Paolo Colombo, Mosaic

Born in Turin, Italy in 1949, Paolo Colombo now lives and works in Athens, Greece. A key moment in his artistic journey occurred when he was 19, on an extended holiday in Greece. The plan was simple – to fill his suitcase with art and return home to Italy. With paintbrushes, oils and canvases in tow, he spent three months capturing landscapes. However that suitcase was lost and Colombo found himself starting anew, this time with watercolours, pencils and paper. Now, these are the only artistic tools he uses, to ensure he can carry his art with him at all times.

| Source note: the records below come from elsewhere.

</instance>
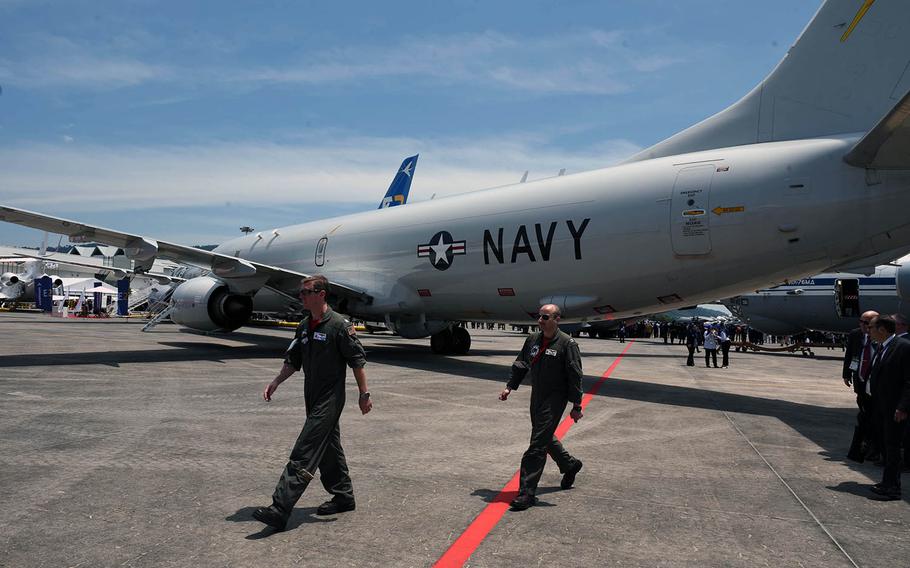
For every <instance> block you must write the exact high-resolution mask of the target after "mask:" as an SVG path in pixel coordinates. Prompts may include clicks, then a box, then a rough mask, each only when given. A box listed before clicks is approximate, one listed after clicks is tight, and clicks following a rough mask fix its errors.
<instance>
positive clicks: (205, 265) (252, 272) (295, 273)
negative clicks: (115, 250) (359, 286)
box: [0, 206, 371, 302]
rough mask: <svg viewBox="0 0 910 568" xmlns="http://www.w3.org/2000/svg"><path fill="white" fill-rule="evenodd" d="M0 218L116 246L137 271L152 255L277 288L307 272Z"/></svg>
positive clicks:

Colombo’s re-encounter with art was as humble as a dot on a blank canvas. In fact, the dot and the square emerged as the foundational elements shaping his artistic expression very early. The dot, he says, is the “start of all things”. Placing a dot on a page was a learning technique, “teach[ing] myself to paint from this first connection of the pencil with a surface”. Colombo remembers his first assignment as a six-year-old at school: he had to mark a dot at the corner of each square on the first page of his maths notebook. The memory of this exercise resurfaced later in life with his desire to study the structure of images and representation by analysing the potential of the most elementary forms.



Paolo Colombo, 'Eyes', 2021, collage and watercolour on paper. Courtesy of ITERARTE & the artist
Paolo Colombo, 'Ballerina', 2017, collage and watercolour on paper. Courtesy of ITERARTE & the artist


The square references the elegant simplicity found in the mosaic tiles of Classical and Byzantine art, a key influence on Colombo’s creative direction. He wanted his art, he says, “to be sober and austere”, qualities he also associates with mediaeval painting. The motifs of dot and square extend into themes of sacred geometry, which ascribes symbolic and divine meanings to shapes. For example, the square appears in many spiritual traditions, representing stability, balance and order. It is often associated with the physical world and the material aspects of existence. 

This emphasis on the amalgamation of the aesthetic and the symbolic highlights the complexity and nuance of Colombo’s practice. Through this fusion of ancient inspiration and contemporary interpretation, Colombo’s art bridges past and present, inviting viewers to reflect on the enduring influences of the oldest artistic styles on the evolution of art history as a whole.

Colombo’s artistic journey paused for 21 years focusing on the responsibilities of raising a family. Although he stayed close to the arts, working in museums and art institutions, he gave up his own art practice. He reflects: “It taught me a lot about working with artists. I can appreciate the other side much better because I’ve been a part of both worlds.”

Colombo’s art is entwined with his daily rhythms. His a part of his life, a source of intimate connection. He finds inspiration in solitude and introspection.

Colombo also has a degree in Languages and Literature from the University of Rome. He writes poetry and has published a collection of his poems from 1971–79 and 2007–14, Apostolos Michailidis. How do Colombo’s poetics relate to his imagery, and vice versa? The last verses of the book read:

“We have to write, we have to write.

And this because of the silence of mosaics, 

the silence of statues, 

the silence of temples and of columns. 

And this is because of the silence of the altars. 

It is we the faithful who bear its weight.”

Paolo Colombo's library
Paolo Colombo's book of poems

Colombo explains that his painting and writing – are rooted in the world of feeling. The silence of the visual world requires written expression, he says, which is why he frequently adds text to his watercolours. The words he uses are always from his own poems, but they don’t dictate the meaning of the work; he leaves space for the audience to reflect on what resonates most with them. He seeks to make room for the experiences of others by abstracting his feelings, distancing himself from what he has expressed. 

Colombo’s art, like his lyrical poems, invites viewers into a realm of understated eloquence; it is an invitation to engage with memory and life transcending boundaries and seeking new forms of expression.